PDAC challenging federal grant incentive plan

The Prospectors and Developers Association of Canada (PDAC) has expressed concern about the federal government’s new grant incentive program for mineral exploration on a number of issues.

The program, to be known as the Canadian Exploration Incentive Program (CEIP), will allow companies to claim up to 30% of their exploration expenses (to a maximum $10 million) in the form of a grant, starting Jan 1, 1989.

The start of CEIP will be tied in with an overhauling of the flow- through financing scheme which currently allows for a tax writeoff of $1.33 for every $1 invested on mining exploration. Starting Jan 1, individual tax writeoffs will be reduced to a dollar-for-dollar basis, while for corporations, the writeoff will fall to $1.16 on Jan 1, 1989, and $1 (dollar-for-dollar) on Jan 1, 1990.

The PDAC’s three major concerns deal with an exploration cost listed as a Canadian exploration and development overhead expense, the rules as they apply to associated companies, and arm’s length regulations. Overhead expense

Proposed by the mineral policy sector of Energy Mines and Resources Canada is making the overhead expense ineligible, such an expense referring in general to a cost incurred off the property. The PDAC points out that a number of necessary activities related to exploration take place off the property. Early reconnaissance work, it says, could involve non-site specific expenses equal to 16-20% of total exploration costs.

The PDAC suggests the definition for overhead expense contained in the current income tax regulations would serve the CEIP program and should be adopted by the ministry.

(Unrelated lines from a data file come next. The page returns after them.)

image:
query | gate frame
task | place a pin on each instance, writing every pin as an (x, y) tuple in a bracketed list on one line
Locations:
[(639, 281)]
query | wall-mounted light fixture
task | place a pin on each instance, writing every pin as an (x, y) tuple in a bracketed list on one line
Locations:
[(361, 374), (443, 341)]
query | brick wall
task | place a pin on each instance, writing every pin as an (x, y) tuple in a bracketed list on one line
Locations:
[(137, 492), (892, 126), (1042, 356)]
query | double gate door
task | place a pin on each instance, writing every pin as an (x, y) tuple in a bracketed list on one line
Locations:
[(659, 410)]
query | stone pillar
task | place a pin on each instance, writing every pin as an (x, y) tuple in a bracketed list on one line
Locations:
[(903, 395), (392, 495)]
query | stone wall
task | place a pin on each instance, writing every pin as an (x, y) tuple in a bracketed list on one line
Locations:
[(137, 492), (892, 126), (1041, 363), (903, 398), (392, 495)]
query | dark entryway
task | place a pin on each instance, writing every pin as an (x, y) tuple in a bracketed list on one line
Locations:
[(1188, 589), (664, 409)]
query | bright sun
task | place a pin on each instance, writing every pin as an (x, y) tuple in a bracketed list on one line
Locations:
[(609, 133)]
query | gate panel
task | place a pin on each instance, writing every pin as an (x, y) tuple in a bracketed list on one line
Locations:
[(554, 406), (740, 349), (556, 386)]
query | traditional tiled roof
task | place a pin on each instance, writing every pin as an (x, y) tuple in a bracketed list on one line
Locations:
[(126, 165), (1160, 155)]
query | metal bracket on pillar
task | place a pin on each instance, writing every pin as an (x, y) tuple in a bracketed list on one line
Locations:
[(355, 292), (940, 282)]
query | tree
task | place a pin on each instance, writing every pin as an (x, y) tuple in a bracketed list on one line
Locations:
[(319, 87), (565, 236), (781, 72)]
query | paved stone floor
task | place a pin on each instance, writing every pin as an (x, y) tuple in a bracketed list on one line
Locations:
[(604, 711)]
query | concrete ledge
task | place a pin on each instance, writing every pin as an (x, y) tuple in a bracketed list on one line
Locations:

The dates May 2 and May 3, 1988, are central to the second major concern, which deals with associated companies. The PDAC says that in general terms, where a company becomes actively involved in exploration after May 2, that company would be considered to be associated with another company where 10% or more of the company’s shares are owned by the other company, or 10% or more of each corporation’s shares are owned by the same person. Where a company was actively involved in exploration prior to May 3, the applicable percentage is 50%. Spending limit

Of concern to the government is the possibility of the $10 million limit being breached more than once by a group of companies, in the case, for example, of a junior seeking to increase its interest in a project being developed in partnership with a senior. (The senior may have already reached the eligible spending limit).

The PDAC says establishing two sets of rules depending on the date is discriminatory, and it recommends the government reconsider this proposal.

“We believe the level of the 10% test is so low that traditional ways of financing in the mineral exploration sector could be adversely affected. We believe the 50% test, combined with an anti-avoidance rule, could deal just as effectively with the government’s concern,” says the organization.

The third issue deals with a proposal to deny CEIP payments where flow-through shares are issued to a non-arm’s length investor. The PDAC points out that it is common practice for the controlling shareholder of a junior to seek to purchase a portion of his company’s flow-through issue because he does not want his ownership percentage to be diluted. Also, from a marketing point of view, new investors would prefer to put their money in a company in which the promoter/operator is risking his own money.

The PDAC recommends the arm’s length rule not apply where the non-arm’s length investor acquires an amount of flow-through shares which does not increase his percentage interest in the company.